In the past 20 years VW's holdings have expanded several times over. We live in a world where the Bugatti in the fast lane and the MAN truck it passed 2 seconds ago are owned by the same company that Hitler backed. In an ironic twist even Porsche, whose founder was responsible for the creation of the Beetle, found itself under VW rule in 2012 . It could be said then that Volkswagen has an almost zealous desire to rule the world, but in their quest for world domination have they forgotten some of the very reasons consumers buy German in the first place? Have they sat down in a modern Jetta and really taken the time to look at what they're offering?

The new Jetta has an MSRP just under $17,000, for that you can get the most basic of teutonic economy to cart you and your pals around. That accessible price comes at the cost of some interior choices with hard plastic, that used to be the scourge of American, Korean, Japanese, and other inferior cars, chief among the new and improved materials to be found in a modern VW. That's okay though, the layout still works, and indeed there are far worse places to be than in a new VW. There is one glaring exception to all this though, one I first noticed when I sat in a new GLI. Pushing the clutch in, I flicked the key out of the iconic switchblade fob ready to bring the car to life, but upon trying to start the car the key was met with the hard sounds of metal on cheap plastic. I looked down at the ignition and noticed that in it's still marked place was a flat piece of plastic that looked as if it had been thrown on at the last second. Just under the radio, sat a cheap little metal button that controlled the vital functions of starting and stopping the engine, I pushed in the clutch again and started car sans key.


It was a cheap system, looking more like an aftermarket installation at Pep Boys than what you would typically find in something with a German badge. Imagine my surprise then when just last week I sat in a brand-new Touareg TDI, a vehicle Volkswagen says is," Lavished with stylish details, thoughtful design…" Yet in this $50,000 premium SUV, one with "thoughtful design," Pep Boys was present again. This isn't thoughtful design, it's not a stylish detail either. It's incompetence, or worse yet willful negligence.

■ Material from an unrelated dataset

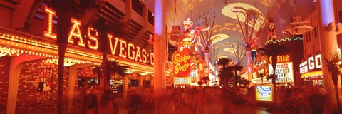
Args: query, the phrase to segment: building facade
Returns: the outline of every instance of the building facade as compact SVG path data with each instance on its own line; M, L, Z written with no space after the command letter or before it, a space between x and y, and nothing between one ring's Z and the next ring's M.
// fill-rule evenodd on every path
M0 1L0 113L56 109L58 14L51 4ZM131 67L128 76L111 78L111 86L121 87L124 98L129 89L153 86L153 46L147 41L154 33L153 16L147 5L138 0L97 5L98 10L85 10L75 3L76 11L71 11L75 12L71 31L66 33L69 38L63 83L65 108L82 103L84 83L100 84L93 69L101 65L103 50L108 60Z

Volkswagen may well be on pace to dominate global car sales, but at what cost? In their haste to compete they've betrayed the very factors that made their cars different and unique in the first place. Maybe I'm wrong though, and this is just an overreaction on my part. Perhaps these are just aberrations that will correct themselves in time, but when the keyless start in a Kia is presented better than in your top of the line model? Something's gone awry.